You don't have to have a perfect heel, just have your dog walk beside you and not lag. I suggest that you attend some Rally events to see what it is all about


----------



## taxtell (Sep 17, 2009)

I definitely want to check it out, but it's really hard to find in my area!

However, last night we were introduced to some agility equipment, and Flip was a natural, he loved it. The trainer was suggesting I give it a shot with him, but no high jumping until he's older.

I guess we'll see.

Either way I'm sure he'll be good at either, he's so obedient and willing to please.


----------



## cbrand (Aug 9, 2009)

Rally is easy. You don't need to take a class. You can buy the signs and just set them up in your own yard.


----------



## WonderPup (Oct 26, 2008)

Here are some pictures and a video from our first Rally trial. 



































Rally is great, love it, love it, love it. The best part is that it's more relaxed and thus more fun than formal obedience is, IMO at least.

You could just get a rally book and order or make the signs yourself. I took a class and found that 100 times more helpful than the books I had gotten personaly. It's easy to misunderstand the sign discriptions and that second set of eyes watching you can catch something you didn't even know you were doing. I only took one class mostly to learn the signs and more about the rules and regs, did everything else on my own. Howie got his first title 6 weeks later in three trials  good boy.

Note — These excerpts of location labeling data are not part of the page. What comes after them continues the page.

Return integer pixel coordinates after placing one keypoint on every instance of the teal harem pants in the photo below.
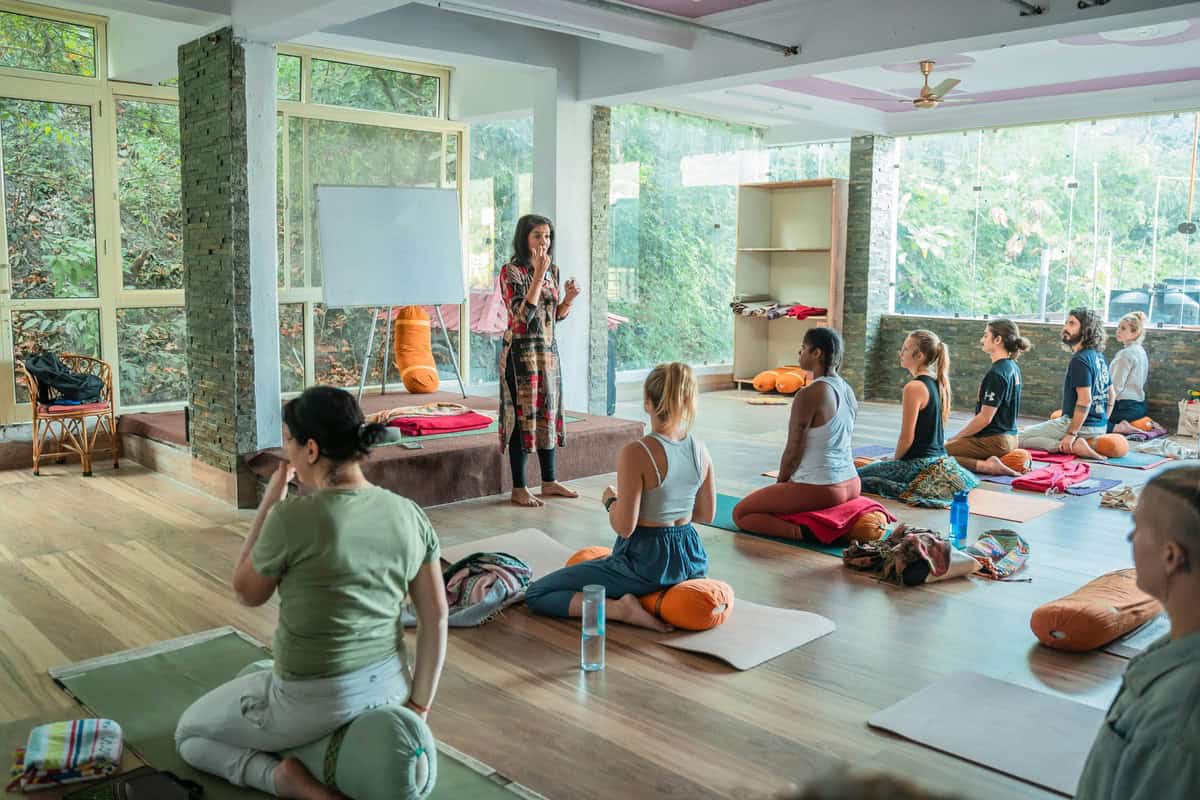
(651, 559)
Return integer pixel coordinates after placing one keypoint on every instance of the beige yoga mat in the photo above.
(754, 635)
(750, 636)
(1020, 732)
(1012, 506)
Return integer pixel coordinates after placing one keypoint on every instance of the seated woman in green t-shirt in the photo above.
(342, 557)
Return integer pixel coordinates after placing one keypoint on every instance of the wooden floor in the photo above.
(127, 558)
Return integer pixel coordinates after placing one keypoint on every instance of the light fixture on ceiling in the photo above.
(516, 19)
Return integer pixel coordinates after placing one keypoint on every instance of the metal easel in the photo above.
(387, 347)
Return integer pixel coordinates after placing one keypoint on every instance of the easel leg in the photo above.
(387, 350)
(366, 358)
(454, 356)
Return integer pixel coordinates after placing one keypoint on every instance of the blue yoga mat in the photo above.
(1135, 461)
(724, 519)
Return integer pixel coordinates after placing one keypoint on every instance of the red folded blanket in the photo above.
(831, 524)
(1051, 458)
(421, 426)
(1054, 476)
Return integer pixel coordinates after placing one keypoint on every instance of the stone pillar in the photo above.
(598, 300)
(227, 146)
(870, 242)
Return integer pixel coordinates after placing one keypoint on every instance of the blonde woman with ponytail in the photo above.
(922, 473)
(664, 483)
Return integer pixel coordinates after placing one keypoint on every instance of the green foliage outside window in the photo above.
(48, 198)
(373, 89)
(679, 238)
(149, 192)
(151, 355)
(1032, 221)
(47, 46)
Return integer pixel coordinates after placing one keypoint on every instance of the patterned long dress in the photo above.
(537, 410)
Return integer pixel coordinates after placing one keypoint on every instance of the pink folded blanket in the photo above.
(831, 524)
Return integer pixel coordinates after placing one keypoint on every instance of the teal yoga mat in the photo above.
(724, 519)
(145, 691)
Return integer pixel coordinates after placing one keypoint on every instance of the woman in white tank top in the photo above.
(817, 468)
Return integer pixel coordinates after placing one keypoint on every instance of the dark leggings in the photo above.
(516, 447)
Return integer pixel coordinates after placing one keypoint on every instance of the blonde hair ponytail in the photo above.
(671, 392)
(933, 349)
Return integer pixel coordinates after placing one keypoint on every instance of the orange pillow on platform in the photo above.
(1095, 614)
(693, 605)
(1110, 445)
(1018, 459)
(414, 350)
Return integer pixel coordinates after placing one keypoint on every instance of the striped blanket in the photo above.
(67, 752)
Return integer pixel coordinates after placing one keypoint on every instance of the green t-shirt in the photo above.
(343, 559)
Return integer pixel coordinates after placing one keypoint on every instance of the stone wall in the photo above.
(1174, 364)
(598, 284)
(870, 234)
(216, 248)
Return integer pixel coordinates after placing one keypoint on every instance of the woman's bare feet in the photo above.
(994, 467)
(293, 780)
(629, 609)
(556, 489)
(521, 497)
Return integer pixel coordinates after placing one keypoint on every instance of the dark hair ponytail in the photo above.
(1009, 336)
(828, 341)
(333, 419)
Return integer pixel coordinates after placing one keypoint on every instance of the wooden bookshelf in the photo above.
(792, 248)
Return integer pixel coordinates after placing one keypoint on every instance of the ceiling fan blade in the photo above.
(945, 86)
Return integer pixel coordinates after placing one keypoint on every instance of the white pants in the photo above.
(235, 729)
(1047, 435)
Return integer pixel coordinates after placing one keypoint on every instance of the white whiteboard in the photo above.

I don't know if they have any Rally training videos but that would be awsome too, probably as good as the class since you can see in movement what they are talking about.


----------



## Aidan (Mar 4, 2009)

That looks nice! Your dog did a great job, come train mine.


----------



## amerique2 (Jun 21, 2009)

Rally looks like a lot of fun. Thanks for posting the video. Love seeing the actual competition in action.


----------



## flyingduster (Sep 6, 2009)

it's only just over 2 weeks now until we (me & Jak) have a triple rally show we're going to, we'll get pics to share, and hopefully Paris does well enough to get her title (only need two more 90+ scores....)


----------